January 31, 2017 @ 01:03 PM

Legends and Legacies: Honda NSX

The main aim was to beat Ferrari with reliability, but Honda had done more than just beat their rivals, they created a legend

(Image source: classicandperformancecar.com)


Just the other day I was doing some reading up on the golden era of cars. Remember the good old days when cars like the Mazda RX-7 and the Nissan Silvia along with the Honda NSX were born? What about the Ferrari F40 and the McLaren F1? They were all instant hits and were pegged as classics the moment they hit the roads. Unfortunately for us, when the Golden Era ended so did these brilliant cars. While the Nissan Silvia had slowly tapered out of existence and the RX-7 had been accused of killing a few polar bears, one car had made it to the current day and age. The Honda NSX only just received a new generation flip. As a hybrid… A Hybrid Supercar…


It’s hard to believe that the Honda NSX is already 27 years old since Honda had previewed the first prototype in 1989. But the journey of the NSX had started off in 1984 when Honda commissioned Italian designer Pininfarina to draw up the HP-X concept car. It has a mid-mounted engine V6 configuration and Honda had loved it. So when they decided that they wanted to jump on the waggon to create a car to rival the likes of the Ferraris and Germans, they had picked out the HP-X as the car to transform.

(Image source: autoexpress.co.uk)


This means that not only does the new car has to go up against a set of V8 engine monsters but it also has to have the lifespan of a rock because Honda was determined to make reliability the main selling point of the NSX. This is a massive challenge to the engineers but I think they pulled it off brilliantly.


Armed with a 3.0-litre VTEC V6 engine, the first prototype was produced and previewed in 1989 at the Chicago Auto Show. Honda engineers renamed the prototype to NS-X and, like all Honda cars with abbreviated names, the NS-X also has a straight forward meaning behind it, namely the New Sportscar eXperimental. Don’t be mistaken, though, the abbreviation NS-X was the first prototype and not the production series car, Honda had wisely decided to drop the hyphen for the NSX before they put the car on the road.

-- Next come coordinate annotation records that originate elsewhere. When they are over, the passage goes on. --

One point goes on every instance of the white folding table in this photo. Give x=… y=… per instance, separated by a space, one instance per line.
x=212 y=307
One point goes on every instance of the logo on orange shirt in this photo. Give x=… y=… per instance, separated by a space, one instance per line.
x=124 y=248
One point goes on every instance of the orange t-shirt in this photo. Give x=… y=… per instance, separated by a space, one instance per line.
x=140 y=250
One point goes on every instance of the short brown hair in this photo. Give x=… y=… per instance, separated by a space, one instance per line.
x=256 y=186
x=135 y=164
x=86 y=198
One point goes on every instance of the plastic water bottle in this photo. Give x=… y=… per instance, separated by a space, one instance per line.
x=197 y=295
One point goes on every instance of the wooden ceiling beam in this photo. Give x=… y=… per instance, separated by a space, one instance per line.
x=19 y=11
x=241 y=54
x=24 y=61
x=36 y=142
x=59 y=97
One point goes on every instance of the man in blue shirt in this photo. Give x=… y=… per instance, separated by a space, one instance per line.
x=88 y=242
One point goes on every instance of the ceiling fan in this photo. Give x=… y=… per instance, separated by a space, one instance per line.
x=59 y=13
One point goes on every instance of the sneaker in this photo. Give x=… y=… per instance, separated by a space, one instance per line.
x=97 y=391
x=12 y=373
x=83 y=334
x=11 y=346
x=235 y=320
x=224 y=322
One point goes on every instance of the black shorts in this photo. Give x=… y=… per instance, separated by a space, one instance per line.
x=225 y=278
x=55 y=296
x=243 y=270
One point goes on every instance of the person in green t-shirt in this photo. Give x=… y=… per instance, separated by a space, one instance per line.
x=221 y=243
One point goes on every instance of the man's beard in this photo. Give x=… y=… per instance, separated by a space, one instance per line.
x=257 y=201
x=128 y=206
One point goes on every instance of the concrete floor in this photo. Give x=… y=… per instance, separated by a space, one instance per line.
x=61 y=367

Did you know that the NSX is the first production car to feature a body made entirely out of aluminium? This was Honda’s efforts to keep the weight of the car down. Even the suspensions were made of aluminium components allowing Honda to save at least 200kg. Inspiration for the car’s entire design was drawn from an F-16 fighter jet. 


The story goes that Chief Engineer Shigeru Uehara had studied the F-16 fighter jet’s cockpit with great attention so he could give the NSX the same 360-degree view the jet affords its pilots. The F-16 also gave the engineer a better idea on the placement of the engine and the general flow of the car. But amongst all these, Uehara still has to figure out how to shoehorn all of Honda’s latest technologies in the NSX.

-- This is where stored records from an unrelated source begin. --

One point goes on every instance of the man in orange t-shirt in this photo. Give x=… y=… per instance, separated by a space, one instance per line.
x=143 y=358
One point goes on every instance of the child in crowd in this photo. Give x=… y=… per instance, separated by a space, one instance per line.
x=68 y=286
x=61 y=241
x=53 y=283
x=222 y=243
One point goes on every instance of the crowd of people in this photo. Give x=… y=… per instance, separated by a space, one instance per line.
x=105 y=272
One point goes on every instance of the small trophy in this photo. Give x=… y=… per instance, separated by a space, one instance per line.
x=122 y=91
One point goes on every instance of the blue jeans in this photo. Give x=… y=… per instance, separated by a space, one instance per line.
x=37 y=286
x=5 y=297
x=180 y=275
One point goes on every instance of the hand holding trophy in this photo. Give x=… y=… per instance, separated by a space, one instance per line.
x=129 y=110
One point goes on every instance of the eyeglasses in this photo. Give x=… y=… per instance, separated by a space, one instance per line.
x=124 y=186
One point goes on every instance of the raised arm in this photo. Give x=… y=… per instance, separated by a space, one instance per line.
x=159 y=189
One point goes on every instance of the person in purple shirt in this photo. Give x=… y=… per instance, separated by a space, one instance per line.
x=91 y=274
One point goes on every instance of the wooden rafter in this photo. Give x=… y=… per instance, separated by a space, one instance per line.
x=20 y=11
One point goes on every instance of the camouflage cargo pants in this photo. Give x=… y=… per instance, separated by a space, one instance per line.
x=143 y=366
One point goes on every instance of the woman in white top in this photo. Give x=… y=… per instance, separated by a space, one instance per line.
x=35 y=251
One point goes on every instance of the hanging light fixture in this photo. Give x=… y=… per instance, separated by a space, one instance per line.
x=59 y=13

So with the inspiration from a fighter jet and the professional guidance of F1 legend Ayrton Senna, the first NSX rolled out of a purpose built factory in Japan just for assembling the NSX. Measuring at a height of 1170mm, the NSX sits only just a little higher than the madhouse that is the Ford GT. The pop-up headlights were a testament of the era’s trend but every line was drawn to make the NSX slip through the wind and mimic the fighter jet’s talent to cut through the air.


And here comes one of the key components of what made the NSX such a brilliant car. Because Honda was the manufacturers of the engine that powered Senna to his multiple championship wins, Senna had returned the favour by testing the NSX out on the Suzuka circuit. Thanks to his tutelage, the NSX’s chassis was further stiffened while the suspension and handling received further improvements. Senna also had the privilege of testing the car at the Nurburgring and other tracks as well. 

As the car went on its production run Honda decided to introduce a few different variants like the NSX Type R in 1992. The NSX-R was a mastery of further weight reduction and a more track focus version of the sports car. It came with specifically designed Recaro seats and sans the audio system, spare tyre, air conditioning system and traction control. The company also released an NSX-R GT as a race car homologation version to fulfil their Super GT ambitions.Further down the NSX’s production line, Honda also introduced a Targa version of the car. While the Coupe had continued its lifespan around the world, the Targa had completely replaced the Coupe in the USA.


In 1997, Honda also introduced a whole set of performance upgrade to the NSX. This saw a five-speed Automatic transmission replace the old four-speeder and a brand new 3.2-litre engine with thinner fibre-reinforced cylinder liner slot into the engine bay. As a result, the NSX had a power output of 290bhp and 305Nm of torque on tap!

(Image source: rac.co.uk)


While the NSX was a masterpiece when it was first launched, interest for the car started to taper off as the Golden Age of car-dom progressively died down. A facelift in 2002 did not help improve the NSX’s popularity, in fact, even the modern age would prefer the pre-facelift version with its pop-up headlight and all. The last first generation NSX rolled out of the factory in 2005 and Honda has since seized production of the beloved Ferrari Fighter.


But thankfully for us, the company decided to make a reboot of the NSX in 2011, it had taken a few hiccups and a few hope-crushing announcements but Honda finally managed to introduce the second generation in 2016. As a hybrid. And designed by a lady no less.